Music

It’s been too long since I’ve posted a poem. Fortunatley, a friend sent Anne Porter’s “Music” along to spur me to reflection.

We have, the author of Ecclesiastes confesses, been blessed – although it sometimes can feel like a curse – by a sense of the infinite that will not leave us content on this earth. The restlessness that Augustine talks about in the opening lines of his Confessions and that George Herbert describes as the pulley God uses to draw us closer, also animates this poem. Some art – and most certainly music – has the capacity to draw us for a moment beyond the usual confines of our mortal flesh and existence.
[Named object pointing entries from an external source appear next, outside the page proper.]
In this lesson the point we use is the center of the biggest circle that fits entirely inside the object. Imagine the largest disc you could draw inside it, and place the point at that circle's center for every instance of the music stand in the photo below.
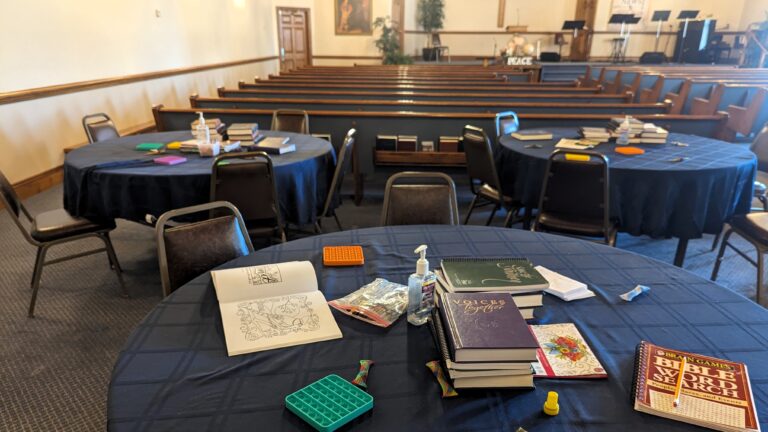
(575, 26)
(620, 19)
(687, 16)
(659, 17)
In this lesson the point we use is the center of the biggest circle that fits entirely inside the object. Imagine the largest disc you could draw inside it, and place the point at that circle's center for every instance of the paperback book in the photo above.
(563, 353)
(714, 393)
(272, 306)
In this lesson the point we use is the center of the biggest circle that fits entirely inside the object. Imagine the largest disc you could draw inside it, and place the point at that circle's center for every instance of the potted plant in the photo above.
(388, 43)
(430, 15)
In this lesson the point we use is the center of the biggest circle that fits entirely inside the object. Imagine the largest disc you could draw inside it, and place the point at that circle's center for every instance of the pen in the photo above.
(679, 386)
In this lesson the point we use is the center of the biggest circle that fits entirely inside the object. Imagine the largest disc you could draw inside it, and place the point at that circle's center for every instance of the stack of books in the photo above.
(483, 341)
(243, 132)
(449, 144)
(651, 134)
(215, 127)
(515, 278)
(595, 134)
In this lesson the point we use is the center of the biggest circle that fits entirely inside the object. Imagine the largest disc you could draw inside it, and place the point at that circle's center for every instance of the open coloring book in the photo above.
(272, 306)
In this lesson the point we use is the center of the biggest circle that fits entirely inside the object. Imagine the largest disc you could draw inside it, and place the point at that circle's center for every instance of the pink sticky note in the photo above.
(170, 160)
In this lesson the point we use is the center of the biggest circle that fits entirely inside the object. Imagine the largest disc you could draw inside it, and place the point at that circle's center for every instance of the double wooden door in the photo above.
(293, 34)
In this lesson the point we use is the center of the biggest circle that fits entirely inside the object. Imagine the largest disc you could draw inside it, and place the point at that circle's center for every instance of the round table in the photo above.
(94, 190)
(650, 194)
(174, 373)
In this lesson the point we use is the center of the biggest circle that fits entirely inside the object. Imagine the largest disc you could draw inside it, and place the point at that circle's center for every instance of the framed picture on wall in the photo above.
(353, 17)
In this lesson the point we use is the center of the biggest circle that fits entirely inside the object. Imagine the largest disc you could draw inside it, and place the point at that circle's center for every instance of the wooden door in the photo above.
(582, 45)
(293, 34)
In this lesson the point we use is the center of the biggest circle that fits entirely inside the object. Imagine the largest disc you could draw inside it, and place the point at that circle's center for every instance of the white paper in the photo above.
(272, 306)
(564, 287)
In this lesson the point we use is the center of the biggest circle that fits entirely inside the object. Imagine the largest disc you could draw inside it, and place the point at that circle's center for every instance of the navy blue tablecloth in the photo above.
(650, 195)
(131, 193)
(174, 373)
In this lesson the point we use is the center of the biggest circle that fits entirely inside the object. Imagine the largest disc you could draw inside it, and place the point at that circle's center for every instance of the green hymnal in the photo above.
(149, 146)
(492, 274)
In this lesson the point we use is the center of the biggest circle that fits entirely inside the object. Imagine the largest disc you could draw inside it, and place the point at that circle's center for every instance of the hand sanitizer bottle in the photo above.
(421, 288)
(202, 133)
(623, 138)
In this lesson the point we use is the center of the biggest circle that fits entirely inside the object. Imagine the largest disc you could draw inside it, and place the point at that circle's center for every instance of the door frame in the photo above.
(307, 21)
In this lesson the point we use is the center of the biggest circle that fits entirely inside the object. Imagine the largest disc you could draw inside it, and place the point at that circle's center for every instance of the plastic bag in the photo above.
(380, 302)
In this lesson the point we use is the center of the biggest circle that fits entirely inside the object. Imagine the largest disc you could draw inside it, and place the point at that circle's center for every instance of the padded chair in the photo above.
(422, 203)
(506, 123)
(288, 120)
(483, 178)
(753, 227)
(575, 197)
(334, 191)
(52, 228)
(99, 127)
(247, 180)
(188, 250)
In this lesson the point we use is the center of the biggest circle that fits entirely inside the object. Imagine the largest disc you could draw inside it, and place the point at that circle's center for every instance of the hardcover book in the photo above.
(275, 145)
(272, 306)
(492, 274)
(485, 327)
(532, 135)
(563, 353)
(715, 393)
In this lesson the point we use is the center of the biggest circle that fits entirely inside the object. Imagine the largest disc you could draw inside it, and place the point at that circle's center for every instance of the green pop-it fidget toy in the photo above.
(329, 403)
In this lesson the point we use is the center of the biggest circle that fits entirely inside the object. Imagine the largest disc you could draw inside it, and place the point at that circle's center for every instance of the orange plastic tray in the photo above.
(336, 256)
(631, 151)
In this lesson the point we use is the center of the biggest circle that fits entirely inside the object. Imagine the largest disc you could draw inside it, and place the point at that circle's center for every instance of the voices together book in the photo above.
(272, 306)
(492, 274)
(715, 393)
(485, 327)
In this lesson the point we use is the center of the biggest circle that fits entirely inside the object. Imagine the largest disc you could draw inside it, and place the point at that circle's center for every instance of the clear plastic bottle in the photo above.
(623, 138)
(421, 288)
(202, 133)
And this momentary sense that there is “something beyond” can both move us and break our hearts, sometimes at the same time.

Perhaps this is why Luther once said, “Those who sing, pray twice.” Music connects us with the Infinite, gives us a taste of eternity, reminds us that we were made for something more, and stirs us to want to live into that of which it can only give us a foretaste.

Music

When I was a child
I once sat sobbing on the floor
Beside my mother’s piano
As she played and sang
For there was in her singing
A shy yet solemn glory
My smallness could not hold

And when I was asked
Why I was crying
I had no words for it
I only shook my head
And went on crying

Why is it that music
At its most beautiful
Opens a wound in us
An ache a desolation
Deep as a homesickness
For some far-off
And half-forgotten country

I’ve never understood
Why this is so

But there’s an ancient legend
From the other side of the world
That gives away the secret
Of this mysterious sorrow
For centuries on centuries
We have been wandering
But we were made for Paradise
As deer for the forest

And when music comes to us
With its heavenly beauty
It brings us desolation
For when we hear it
We half remember
That lost native country

We dimly remember the fields
Their fragrant windswept clover
The birdsongs in the orchards
The wild white violets in the moss
By the transparent streams

And shining at the heart of it
Is the longed-for beauty
Of the One who waits for us
Who will always wait for us
In those radiant meadows

Yet also came to live with us
And wanders where we wander.

Anne Porter, from Living Things: Collected Poems.